English physician and women's rights activist (1830–1931)

Harriet Clisby (31 August 1830 – 30 April 1931) was an English physician, women's rights activist, and founder of the Women's Educational and Industrial Union in Boston.

== Early life ==

Harriet Jemima Winifred Clisby was born in St. James's, London, in 1830, and moved with her parents and two siblings to Adelaide, South Australia, when she was eight years old. She married sailor Henry Edward Walker on 25 February 1848.

Clisby was a vegetarian from 1847, the same year in which she became a member of the Swedenborgian New Church. She also practiced gymnastics.

== Career ==
While in her twenties she moved to Melbourne, where she worked as a magazine editor for the Southern Phonographic Harmonia and, with Caroline Dexter co-published The Interpreter, the first Australian magazine published by women. She also organized a community home for the rehabilitation of women prisoners in 1858.

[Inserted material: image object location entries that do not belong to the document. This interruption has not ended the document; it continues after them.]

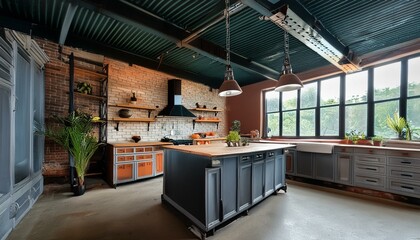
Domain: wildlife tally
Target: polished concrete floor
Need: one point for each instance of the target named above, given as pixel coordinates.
(134, 211)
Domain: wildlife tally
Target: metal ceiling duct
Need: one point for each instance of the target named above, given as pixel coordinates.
(307, 29)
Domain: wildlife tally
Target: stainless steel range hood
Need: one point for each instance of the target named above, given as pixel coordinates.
(175, 107)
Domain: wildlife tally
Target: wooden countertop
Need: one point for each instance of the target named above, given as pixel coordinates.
(343, 145)
(221, 149)
(139, 144)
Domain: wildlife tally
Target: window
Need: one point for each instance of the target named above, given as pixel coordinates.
(320, 110)
(23, 130)
(272, 101)
(329, 106)
(289, 107)
(413, 93)
(355, 117)
(4, 139)
(308, 103)
(38, 121)
(387, 81)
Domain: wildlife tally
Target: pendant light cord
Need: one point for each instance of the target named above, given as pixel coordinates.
(227, 33)
(286, 64)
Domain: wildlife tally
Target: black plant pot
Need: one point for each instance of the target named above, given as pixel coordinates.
(79, 190)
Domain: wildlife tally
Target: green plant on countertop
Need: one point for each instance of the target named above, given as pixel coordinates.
(233, 138)
(236, 126)
(245, 141)
(74, 133)
(400, 126)
(355, 136)
(377, 140)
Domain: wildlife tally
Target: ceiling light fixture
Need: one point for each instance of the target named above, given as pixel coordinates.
(229, 86)
(288, 81)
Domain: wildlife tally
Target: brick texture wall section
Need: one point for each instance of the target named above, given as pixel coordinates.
(150, 87)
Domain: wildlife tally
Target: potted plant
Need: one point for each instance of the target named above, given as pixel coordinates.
(377, 140)
(356, 137)
(233, 139)
(236, 126)
(400, 126)
(74, 133)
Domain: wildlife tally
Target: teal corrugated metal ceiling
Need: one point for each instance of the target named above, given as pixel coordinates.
(187, 38)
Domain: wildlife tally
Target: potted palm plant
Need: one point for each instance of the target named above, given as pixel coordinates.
(74, 133)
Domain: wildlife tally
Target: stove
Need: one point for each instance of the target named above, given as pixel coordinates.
(177, 141)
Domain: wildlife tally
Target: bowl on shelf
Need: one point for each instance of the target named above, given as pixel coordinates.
(124, 113)
(136, 138)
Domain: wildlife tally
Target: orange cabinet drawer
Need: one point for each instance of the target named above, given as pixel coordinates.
(125, 172)
(124, 150)
(125, 158)
(144, 169)
(144, 157)
(144, 149)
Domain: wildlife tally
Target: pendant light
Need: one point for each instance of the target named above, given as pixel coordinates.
(229, 86)
(288, 81)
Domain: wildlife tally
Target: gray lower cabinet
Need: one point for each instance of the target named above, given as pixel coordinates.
(229, 186)
(304, 164)
(269, 175)
(403, 173)
(324, 166)
(344, 169)
(257, 179)
(245, 182)
(279, 169)
(370, 168)
(290, 159)
(212, 196)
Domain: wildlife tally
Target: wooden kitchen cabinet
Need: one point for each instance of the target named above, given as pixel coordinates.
(131, 162)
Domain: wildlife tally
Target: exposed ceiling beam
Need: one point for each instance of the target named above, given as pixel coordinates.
(68, 18)
(294, 18)
(118, 54)
(147, 22)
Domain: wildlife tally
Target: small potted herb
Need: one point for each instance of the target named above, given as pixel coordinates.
(233, 139)
(377, 140)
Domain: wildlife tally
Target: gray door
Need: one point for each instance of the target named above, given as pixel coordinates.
(229, 186)
(212, 196)
(245, 181)
(257, 181)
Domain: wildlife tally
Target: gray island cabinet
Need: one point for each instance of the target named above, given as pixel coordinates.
(210, 184)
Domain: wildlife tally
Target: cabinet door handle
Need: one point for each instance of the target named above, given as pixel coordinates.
(371, 180)
(221, 210)
(406, 175)
(407, 187)
(371, 169)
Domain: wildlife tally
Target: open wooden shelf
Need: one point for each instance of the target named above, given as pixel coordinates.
(100, 75)
(133, 119)
(207, 120)
(206, 110)
(90, 96)
(118, 120)
(133, 106)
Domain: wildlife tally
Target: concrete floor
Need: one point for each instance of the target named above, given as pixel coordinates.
(134, 211)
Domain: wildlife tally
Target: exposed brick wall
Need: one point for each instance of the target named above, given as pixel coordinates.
(150, 87)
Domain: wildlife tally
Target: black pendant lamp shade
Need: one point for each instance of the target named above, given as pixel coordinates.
(229, 86)
(288, 81)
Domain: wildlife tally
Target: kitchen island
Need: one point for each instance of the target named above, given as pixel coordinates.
(211, 184)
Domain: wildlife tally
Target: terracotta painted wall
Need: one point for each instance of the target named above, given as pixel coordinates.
(151, 90)
(248, 107)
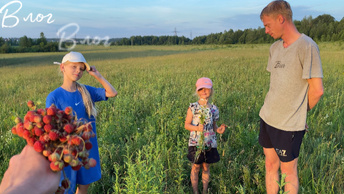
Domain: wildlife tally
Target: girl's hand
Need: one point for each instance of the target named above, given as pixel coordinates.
(221, 129)
(200, 127)
(94, 72)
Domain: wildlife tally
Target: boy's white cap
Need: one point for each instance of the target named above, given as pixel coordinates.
(75, 57)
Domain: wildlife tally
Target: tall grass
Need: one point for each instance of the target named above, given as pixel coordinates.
(141, 135)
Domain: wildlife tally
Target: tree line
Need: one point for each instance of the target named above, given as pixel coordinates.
(25, 44)
(323, 28)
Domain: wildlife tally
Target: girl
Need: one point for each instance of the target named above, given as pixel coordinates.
(81, 98)
(201, 122)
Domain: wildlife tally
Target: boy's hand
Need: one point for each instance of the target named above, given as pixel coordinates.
(221, 129)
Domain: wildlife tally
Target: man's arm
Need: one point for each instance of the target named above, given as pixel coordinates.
(315, 91)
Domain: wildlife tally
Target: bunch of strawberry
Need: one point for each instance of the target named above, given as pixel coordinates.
(59, 136)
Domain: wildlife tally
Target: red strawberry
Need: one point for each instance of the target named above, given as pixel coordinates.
(30, 141)
(54, 157)
(20, 131)
(69, 128)
(46, 153)
(88, 127)
(40, 125)
(65, 183)
(51, 111)
(68, 110)
(38, 131)
(67, 158)
(76, 140)
(77, 167)
(37, 118)
(18, 120)
(53, 135)
(92, 162)
(14, 130)
(44, 137)
(48, 128)
(41, 112)
(38, 146)
(88, 145)
(56, 166)
(47, 119)
(26, 134)
(86, 135)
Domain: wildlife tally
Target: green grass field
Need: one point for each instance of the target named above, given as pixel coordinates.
(141, 135)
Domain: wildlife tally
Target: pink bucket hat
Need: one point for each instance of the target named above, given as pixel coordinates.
(204, 82)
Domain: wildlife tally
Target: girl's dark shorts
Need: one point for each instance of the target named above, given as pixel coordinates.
(206, 156)
(286, 143)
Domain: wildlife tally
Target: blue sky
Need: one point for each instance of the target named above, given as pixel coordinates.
(125, 18)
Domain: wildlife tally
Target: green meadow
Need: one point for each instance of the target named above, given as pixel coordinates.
(142, 139)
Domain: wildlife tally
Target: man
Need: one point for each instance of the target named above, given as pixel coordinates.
(295, 88)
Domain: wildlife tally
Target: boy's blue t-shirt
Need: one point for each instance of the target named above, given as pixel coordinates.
(62, 99)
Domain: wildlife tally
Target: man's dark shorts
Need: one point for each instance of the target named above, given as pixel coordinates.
(207, 156)
(286, 143)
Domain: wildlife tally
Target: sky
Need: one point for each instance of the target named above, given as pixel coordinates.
(125, 18)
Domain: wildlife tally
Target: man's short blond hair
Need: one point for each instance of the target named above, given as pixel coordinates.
(278, 7)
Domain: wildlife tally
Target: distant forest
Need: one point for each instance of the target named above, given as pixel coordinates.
(323, 28)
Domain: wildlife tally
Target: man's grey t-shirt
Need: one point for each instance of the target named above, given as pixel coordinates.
(285, 105)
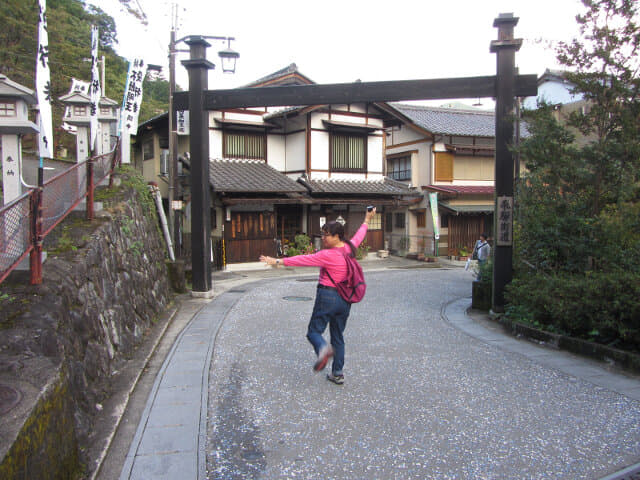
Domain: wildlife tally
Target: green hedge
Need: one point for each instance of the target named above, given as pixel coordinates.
(603, 307)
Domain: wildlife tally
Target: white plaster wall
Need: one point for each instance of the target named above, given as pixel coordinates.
(319, 152)
(552, 92)
(375, 156)
(276, 151)
(215, 144)
(295, 153)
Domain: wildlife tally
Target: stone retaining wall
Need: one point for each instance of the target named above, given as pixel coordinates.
(65, 338)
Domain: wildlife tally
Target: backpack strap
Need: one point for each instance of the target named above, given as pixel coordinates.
(327, 271)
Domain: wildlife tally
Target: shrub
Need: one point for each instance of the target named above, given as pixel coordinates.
(301, 246)
(599, 306)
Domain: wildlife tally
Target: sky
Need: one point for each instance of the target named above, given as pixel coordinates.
(340, 41)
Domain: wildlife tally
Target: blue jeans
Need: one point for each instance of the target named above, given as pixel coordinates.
(330, 309)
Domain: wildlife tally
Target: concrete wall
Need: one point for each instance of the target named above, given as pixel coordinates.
(63, 341)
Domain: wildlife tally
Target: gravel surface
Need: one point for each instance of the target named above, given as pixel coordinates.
(421, 400)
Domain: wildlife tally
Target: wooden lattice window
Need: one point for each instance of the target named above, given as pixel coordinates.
(444, 167)
(7, 109)
(348, 153)
(399, 168)
(247, 145)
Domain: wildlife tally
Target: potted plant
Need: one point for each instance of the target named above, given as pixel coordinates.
(463, 253)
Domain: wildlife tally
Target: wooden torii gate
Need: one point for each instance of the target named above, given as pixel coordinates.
(504, 87)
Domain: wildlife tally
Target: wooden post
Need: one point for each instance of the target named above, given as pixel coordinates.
(198, 67)
(505, 48)
(90, 188)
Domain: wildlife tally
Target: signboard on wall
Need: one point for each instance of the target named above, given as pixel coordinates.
(504, 211)
(433, 200)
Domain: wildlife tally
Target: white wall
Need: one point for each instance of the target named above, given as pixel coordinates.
(296, 152)
(276, 152)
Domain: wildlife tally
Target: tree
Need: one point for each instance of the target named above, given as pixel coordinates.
(578, 206)
(69, 23)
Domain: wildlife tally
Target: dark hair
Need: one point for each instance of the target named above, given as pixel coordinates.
(336, 228)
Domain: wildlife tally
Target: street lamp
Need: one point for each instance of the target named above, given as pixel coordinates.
(228, 59)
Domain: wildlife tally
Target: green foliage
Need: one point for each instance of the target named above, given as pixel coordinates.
(577, 229)
(362, 251)
(302, 246)
(69, 28)
(580, 305)
(484, 271)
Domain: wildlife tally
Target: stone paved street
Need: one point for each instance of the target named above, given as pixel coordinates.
(421, 399)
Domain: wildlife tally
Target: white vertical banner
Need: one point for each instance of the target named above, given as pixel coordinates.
(95, 92)
(433, 201)
(131, 106)
(182, 122)
(43, 86)
(132, 97)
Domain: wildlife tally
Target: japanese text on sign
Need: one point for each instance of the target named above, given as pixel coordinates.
(133, 97)
(504, 221)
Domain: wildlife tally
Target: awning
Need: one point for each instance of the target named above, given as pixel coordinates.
(466, 209)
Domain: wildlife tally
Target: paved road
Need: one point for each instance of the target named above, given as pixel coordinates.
(422, 399)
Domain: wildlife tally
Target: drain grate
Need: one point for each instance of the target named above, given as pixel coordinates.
(298, 299)
(9, 398)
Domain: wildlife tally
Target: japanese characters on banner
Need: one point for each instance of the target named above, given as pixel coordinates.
(182, 117)
(95, 92)
(433, 200)
(504, 222)
(43, 86)
(77, 86)
(132, 97)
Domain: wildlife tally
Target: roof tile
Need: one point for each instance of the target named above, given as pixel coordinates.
(228, 175)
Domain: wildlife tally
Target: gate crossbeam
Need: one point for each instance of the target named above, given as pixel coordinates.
(338, 93)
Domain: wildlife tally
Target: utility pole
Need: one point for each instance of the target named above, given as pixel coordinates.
(505, 48)
(173, 143)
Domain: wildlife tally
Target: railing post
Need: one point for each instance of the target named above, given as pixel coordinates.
(90, 189)
(35, 258)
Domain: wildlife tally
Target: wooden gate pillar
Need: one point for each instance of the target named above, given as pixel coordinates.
(505, 47)
(198, 67)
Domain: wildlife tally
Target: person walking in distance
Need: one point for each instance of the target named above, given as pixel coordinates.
(329, 308)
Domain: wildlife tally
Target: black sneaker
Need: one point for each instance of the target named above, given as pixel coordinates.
(337, 379)
(324, 355)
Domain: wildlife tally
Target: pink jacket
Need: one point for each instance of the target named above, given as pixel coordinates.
(331, 259)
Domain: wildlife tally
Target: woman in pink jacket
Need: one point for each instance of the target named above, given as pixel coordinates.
(329, 308)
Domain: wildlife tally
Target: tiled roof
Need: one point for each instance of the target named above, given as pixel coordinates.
(289, 75)
(450, 121)
(249, 176)
(386, 186)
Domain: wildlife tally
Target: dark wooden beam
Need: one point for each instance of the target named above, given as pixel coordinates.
(339, 93)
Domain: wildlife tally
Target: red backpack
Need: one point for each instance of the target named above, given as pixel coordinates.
(353, 287)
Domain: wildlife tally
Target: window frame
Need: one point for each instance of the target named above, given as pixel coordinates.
(147, 148)
(392, 160)
(79, 110)
(348, 135)
(246, 134)
(7, 107)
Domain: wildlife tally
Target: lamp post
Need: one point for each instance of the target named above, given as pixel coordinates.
(197, 66)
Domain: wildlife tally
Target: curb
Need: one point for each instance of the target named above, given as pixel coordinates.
(122, 407)
(622, 359)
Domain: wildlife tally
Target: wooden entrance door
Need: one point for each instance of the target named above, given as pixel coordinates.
(248, 235)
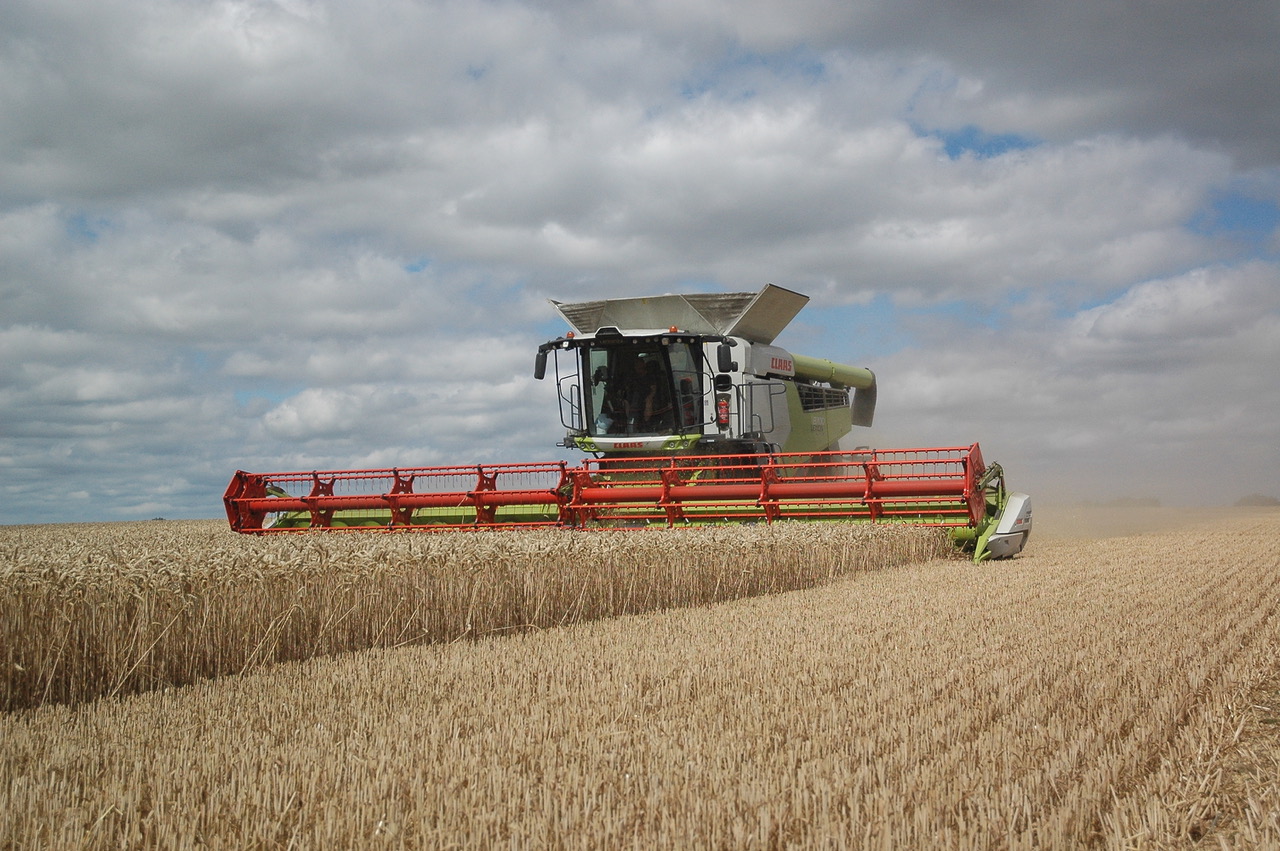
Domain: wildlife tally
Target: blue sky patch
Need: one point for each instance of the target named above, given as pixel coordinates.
(1238, 215)
(726, 76)
(977, 142)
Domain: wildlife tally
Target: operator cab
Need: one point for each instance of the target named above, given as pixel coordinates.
(630, 392)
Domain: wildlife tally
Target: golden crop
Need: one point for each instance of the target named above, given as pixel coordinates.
(110, 609)
(1107, 692)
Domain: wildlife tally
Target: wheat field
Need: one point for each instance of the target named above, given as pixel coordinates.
(1107, 690)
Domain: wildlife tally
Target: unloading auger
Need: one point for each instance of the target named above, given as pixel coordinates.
(691, 415)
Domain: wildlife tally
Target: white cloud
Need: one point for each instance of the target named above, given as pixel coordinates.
(321, 233)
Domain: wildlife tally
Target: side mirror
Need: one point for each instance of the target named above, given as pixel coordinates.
(725, 358)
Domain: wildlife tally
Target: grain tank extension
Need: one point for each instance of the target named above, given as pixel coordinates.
(690, 413)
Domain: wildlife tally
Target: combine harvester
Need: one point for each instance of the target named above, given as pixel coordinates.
(691, 416)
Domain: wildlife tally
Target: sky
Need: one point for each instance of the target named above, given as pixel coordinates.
(293, 234)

Inspired by Elizabeth Blackwell's 1852 book on women's health, Clisby decided to study medicine. She traveled to England and studied nursing at Guy's Hospital, where she met with Elizabeth Garrett Anderson, a prominent woman physician and hospital founder who advised her to train in the United States. With a friend's financial support, Clisby trained at the New York Medical College and Hospital for Women, graduating in 1865.

In 1871, Clisby moved to Boston, where she practiced homeopathy and lectured on hygiene. Clisby wrote a series of travel writings about Australia for the Woman's Journal, a Boston-based woman suffrage newspaper edited by Lucy Stone and Henry B. Blackwell, in 1873. The "Sketches of Australia" reflected on the young Clisby's immigration to and early life in Australia.

In 1877, while still living in Boston, Clisby and several friends founded the Women's Educational and Industrial Union to address the problems of poor women, especially unemployed immigrants. In a large building on Boylston Street, women could take English language lessons, learn millinery, dressmaking, and needlework, and obtain free legal advice. Later the WEIU provided job placement services and training for domestic and retail work, and eventually established a women's credit union. The WEIU remained in operation well into the 20th century, providing many of the same services as a settlement house. Clisby served briefly as the organization's first president before resigning for health reasons, and was vice president from 1882 to 1889.

== Later years ==

After retiring from medicine she moved to Geneva, where she founded L'Union des Femmes. She remained active for many years, giving lectures on medical and spiritual subjects into her nineties. She died in London in 1931 at the age of 100. In 1930, she was described as the oldest woman doctor in the world.

Clisby is remembered in connection with the WEIU on the Boston Women's Heritage Trail.

Clisby Close, in the Australian Capital Territory suburb of Cook, is named in her honour.